In August, Mr Bailey told the BBC he backed ending the current scheme, saying workers should be helped to move rather than stay in unproductive jobs.

But on Tuesday, he said: “Why I said it is sensible to not continue the current scheme is the precisely the point.”

Mr Bailey said he did not want to “tie the chancellor’s hands”, stressing any changes were decisions for the government.

‘Completely inappropriate’

“We have moved from a world of generalised employment protections, to specific and focussed areas.” He said it was important to target specific issues affecting the economy.

But he said: “It would be completely inappropriate of me to do anything to tie the chancellor’s hands, it’s a very difficult situation we’re in at the moment and I fully support the decisions that he’s taken.”

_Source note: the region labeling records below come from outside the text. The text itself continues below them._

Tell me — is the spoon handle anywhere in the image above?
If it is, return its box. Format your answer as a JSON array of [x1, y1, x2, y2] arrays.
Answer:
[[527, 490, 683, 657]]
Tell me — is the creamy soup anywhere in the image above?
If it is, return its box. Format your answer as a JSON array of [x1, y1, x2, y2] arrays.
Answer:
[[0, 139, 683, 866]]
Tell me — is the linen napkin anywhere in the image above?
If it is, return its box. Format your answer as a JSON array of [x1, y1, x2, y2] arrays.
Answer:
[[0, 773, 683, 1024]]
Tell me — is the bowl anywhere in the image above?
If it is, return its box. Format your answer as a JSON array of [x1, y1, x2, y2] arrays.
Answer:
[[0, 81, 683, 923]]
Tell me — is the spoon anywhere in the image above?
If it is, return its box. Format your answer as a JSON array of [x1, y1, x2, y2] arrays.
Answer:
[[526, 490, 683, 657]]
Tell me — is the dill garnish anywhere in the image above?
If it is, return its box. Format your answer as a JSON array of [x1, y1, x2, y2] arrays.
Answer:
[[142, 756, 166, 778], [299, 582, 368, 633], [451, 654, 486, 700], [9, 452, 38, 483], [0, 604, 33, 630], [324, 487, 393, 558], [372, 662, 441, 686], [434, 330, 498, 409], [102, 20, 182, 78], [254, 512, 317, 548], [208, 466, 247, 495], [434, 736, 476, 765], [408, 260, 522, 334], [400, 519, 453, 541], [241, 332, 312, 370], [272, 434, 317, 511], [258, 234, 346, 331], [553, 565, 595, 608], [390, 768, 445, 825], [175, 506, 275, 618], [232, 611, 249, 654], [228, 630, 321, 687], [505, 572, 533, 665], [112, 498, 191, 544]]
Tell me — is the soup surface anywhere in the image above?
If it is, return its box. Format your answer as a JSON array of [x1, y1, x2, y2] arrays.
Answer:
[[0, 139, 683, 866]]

“Furlough has been successful and I congratulate the chancellor [Rishi Sunak],” Mr Bailey said, adding that at the peak of the crisis, around 30% of private sector employers were using the scheme.

“It has helped manage the shock, to firms and to labour,” he said. But now, he added: “The use of it, as far as we can tell, is more concentrated.”

Earlier in the day, Whitbread, which owns Premier Inn and Beefeater, announced plans to cut 6,000 staff just days after the furlough scheme is due to end in October. Meanwhile Wetherspoon said it would shed up to 450 workers at pubs in airports.

And Mr Bailey’s comments were made just hours before the Prime Minister Boris Johnson took to his feet in the Commons to reinstate guidance that office workers stay at home and confirm that pubs and restaurants will be forced to close at 22:00 from Thursday. UK Hospitality said the move was “effectively a lockdown” for city centre bars and restaurants.

“This is a huge, huge blow to hospitality and it will be potentially fatal for many businesses,” it said.

Mr Bailey’s comments echo the opinion of Labour leader Sir Keir Starmer, who has called on the government not to remove all support in one go.